Ford tarafından başvurusu yapılan bu teknoloji, araç içindeki eğlence sisteminin yolcuların konuşmalarını dinleyerek “anahtar kelimeleri” tespit etmesini sağlıyor.
Yazılım, bu konuşmalardaki ifadeleri analiz ederek kişiye özel reklamlar sunabiliyor. Sistem, araç içi kameralar ve mikrofonlar aracılığıyla yolcuları tanıyıp, her kişiye farklı reklamlar yönlendirebilecek şekilde çalışıyor.
Ancak bu patent başvurusu, henüz ticari bir ürüne dönüşmedi. Şirketler sıkça, rakiplerini engellemek için bu tür patent başvuruları yapabiliyor. Bu teknoloji, özellikle kişisel gizlilik konusunda endişeleri tekrar gündeme getirdi.
Google Maps ve Waze gibi navigasyon uygulamaları, yolculuk esnasında benzin istasyonları veya mağazalar için sponsorlu reklamlar sunarken, müzik uygulamaları da araç içi eğlence sistemine bağlanarak kişisel reklamlar gösterebiliyor. Ancak Ford’un patent başvurusu, bu alandaki teknolojilerin bir adım ötesine geçiyor.
Siber güvenlik araştırmacısı Lukasz Olejnik, bu tür bir sistemin gizliliği koruyacak şekilde tasarlanmasının oldukça karmaşık olacağını belirtti. Ayrıca, Avrupa’daki yasalar gereği Ford’un bu teknolojiyi kullanabilmesi için yolcuların rızasını almasının zor olabileceğini ifade etti. Surrey Üniversitesi’nden bilgisayar bilimleri uzmanı Alan Woodward ise Ford’un bu patenti alarak başka şirketlerin kullanmasını engellemesini umduğunu söyledi.
Ford’un bu hamlesi, kişisel verilerin kullanımı konusunda geçmişte Facebook ve Google’a karşı yasal mücadeleler veren gizlilik savunucusu Max Schrems tarafından da eleştirildi.

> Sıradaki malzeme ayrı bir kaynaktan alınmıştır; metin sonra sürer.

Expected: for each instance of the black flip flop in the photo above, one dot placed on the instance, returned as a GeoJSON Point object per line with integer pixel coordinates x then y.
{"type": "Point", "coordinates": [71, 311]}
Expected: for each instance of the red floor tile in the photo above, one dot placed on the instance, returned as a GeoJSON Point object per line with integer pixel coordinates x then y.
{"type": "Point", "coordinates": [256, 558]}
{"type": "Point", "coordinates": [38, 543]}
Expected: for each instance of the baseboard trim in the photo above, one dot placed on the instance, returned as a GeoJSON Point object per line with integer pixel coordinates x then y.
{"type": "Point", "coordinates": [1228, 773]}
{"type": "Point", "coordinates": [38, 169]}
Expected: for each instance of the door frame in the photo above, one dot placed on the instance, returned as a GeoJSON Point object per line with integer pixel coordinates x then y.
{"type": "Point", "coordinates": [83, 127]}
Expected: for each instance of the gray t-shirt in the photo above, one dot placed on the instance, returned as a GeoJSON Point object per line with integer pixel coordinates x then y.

Schrems, bu tür bir sistemin Birleşik Krallık yasalarına göre araç sahipleri dışındaki yolculardan rıza almanın pratikte zor olacağını vurguladı.
Ford sözcüsü ise yaptığı açıklamada, patent başvurularının iş stratejisinin bir parçası olduğunu ve bunun şirketin gelecekteki planları hakkında bir ipucu vermediğini belirtti.